After my first month of working as a games attendant, I ended up with another girlfriend, Emily. Each girlfriend I’ve had, when I write it all down, can actually be marked with certain characteristics at the end of every relationship. Let me list it out here:
- Jessica – first girlfriend. With her for 2 years during 7th and 8th grade. I broke up with Jessica after feeling overwhelmed by my life’s state of rapid thought and reality’s chaos. A limited relationship where I was constantly criticized by her overprotective grandfather who she lived with, in addition to her grandmother. Her grandfather was constantly concerned that I was taking advantage of her as a pubescent teenager. Years later when I recently appeared on television, he changed his mind to liking me. Jessica and I were allowed to be boyfriend and girlfriend, but were not even allowed to kiss, hug, or even hold hands. Of course, we did all of that, and more, when no one was looking. Sorry, gramps.
- Lily – About a year after Jessica, I was with Lily. We both loved psychology. After miscommunication and a break down in connection, she broke up with me after 2 years and a week later was with a new boyfriend. She later got angry with me for getting with a new girlfriend after a month.
- Emily – Was with Emily for three months and I can honestly say that, even to this day, this is one of the most fun relationships I’ve ever had. We went to see Steel Magnolias together, and perhaps the thing that makes this relationship the most unique was the fact that we scheduled our break up three months from when we first started going out. It was a fling, by deliberate design. While some people claim that is a terrible way to lead a relationship, I have to say I actually had a really great time doing things that way, and from everything I know – so did she. Her parents didn’t seem to like me, and her father was, like me, intuitive. He picked up on very particular facets of my personality without my having to say a word.

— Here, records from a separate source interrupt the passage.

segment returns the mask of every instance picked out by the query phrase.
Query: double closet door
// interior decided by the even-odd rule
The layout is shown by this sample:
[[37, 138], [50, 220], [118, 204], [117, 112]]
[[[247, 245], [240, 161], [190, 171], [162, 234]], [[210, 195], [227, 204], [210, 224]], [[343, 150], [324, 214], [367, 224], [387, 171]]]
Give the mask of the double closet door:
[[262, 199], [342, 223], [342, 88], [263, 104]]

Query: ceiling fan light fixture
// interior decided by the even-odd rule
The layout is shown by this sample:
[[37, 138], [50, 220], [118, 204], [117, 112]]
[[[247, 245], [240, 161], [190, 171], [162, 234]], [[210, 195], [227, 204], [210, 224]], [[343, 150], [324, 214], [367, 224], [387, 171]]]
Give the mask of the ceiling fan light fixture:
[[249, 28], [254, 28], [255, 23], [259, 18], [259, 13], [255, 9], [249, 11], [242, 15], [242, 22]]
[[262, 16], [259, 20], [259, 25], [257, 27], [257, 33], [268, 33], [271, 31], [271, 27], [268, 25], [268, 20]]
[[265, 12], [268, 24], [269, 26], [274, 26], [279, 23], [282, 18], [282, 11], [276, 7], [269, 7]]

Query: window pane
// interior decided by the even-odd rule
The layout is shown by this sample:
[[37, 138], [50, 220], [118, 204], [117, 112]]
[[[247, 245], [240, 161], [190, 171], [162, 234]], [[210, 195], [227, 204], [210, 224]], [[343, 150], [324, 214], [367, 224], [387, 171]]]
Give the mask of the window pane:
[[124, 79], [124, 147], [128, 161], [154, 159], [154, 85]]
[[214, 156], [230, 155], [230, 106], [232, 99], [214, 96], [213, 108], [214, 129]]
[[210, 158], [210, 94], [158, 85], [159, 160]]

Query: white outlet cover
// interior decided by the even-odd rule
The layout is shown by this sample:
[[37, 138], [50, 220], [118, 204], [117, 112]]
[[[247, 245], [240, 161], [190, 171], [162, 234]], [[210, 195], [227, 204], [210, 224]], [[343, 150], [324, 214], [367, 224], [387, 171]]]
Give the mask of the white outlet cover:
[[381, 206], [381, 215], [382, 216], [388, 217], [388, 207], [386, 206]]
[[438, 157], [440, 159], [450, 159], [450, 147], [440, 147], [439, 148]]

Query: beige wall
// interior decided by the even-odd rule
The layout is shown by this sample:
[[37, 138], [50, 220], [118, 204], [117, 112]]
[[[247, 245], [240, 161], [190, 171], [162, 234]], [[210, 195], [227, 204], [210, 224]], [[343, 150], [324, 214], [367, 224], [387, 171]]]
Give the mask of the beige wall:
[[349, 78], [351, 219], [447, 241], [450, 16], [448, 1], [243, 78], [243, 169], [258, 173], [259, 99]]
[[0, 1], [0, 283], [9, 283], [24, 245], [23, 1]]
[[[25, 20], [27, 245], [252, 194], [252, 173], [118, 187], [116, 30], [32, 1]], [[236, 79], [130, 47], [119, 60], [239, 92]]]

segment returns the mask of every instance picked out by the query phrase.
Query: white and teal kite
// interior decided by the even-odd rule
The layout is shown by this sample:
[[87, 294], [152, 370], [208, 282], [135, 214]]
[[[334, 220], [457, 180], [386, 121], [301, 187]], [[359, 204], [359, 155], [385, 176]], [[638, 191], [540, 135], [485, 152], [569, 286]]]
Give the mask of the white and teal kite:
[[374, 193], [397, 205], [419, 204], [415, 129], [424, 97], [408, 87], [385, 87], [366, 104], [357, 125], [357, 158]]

- Misty – Oddly enough, Misty was Emily’s nemesis at one point, and I almost immediately ended up going out with her after Emily. Amusingly, Emily and Misty were friends before I went out with Emily, enemies during the time I was going out with the two of them, and friends after Misty had broken up with me. Misty broke up with me for the reason that she felt “I wasn’t listening,” and similar to Lily’s reasons: saw apathy. Broke up with me twice. Immediately after the 2nd breakup that had happened within 2 weeks of the first one, I had a bizarre nervous breakdown, threw a fit, and possibly as a result Misty never spoke to me again for over 6 months. After showing up to a birthday party she was at, too, she later told me she felt a bit of regret for how she had treated me. We began speaking again and after one time of seeing me, she began ignoring me(for the most part, at least), once again. Quite possibly the most complicated, bizarre relationship I’ve ever had.
I would encourage you to try this same exercise and as you write down all of the details of your past boyfriends/girlfriends or past friends, past events, past life – I want you to take notice to how what you spend your time doing has determined your identity today. Take note of how each and every event that you write down has caused a change, or shift, in the identity of your life.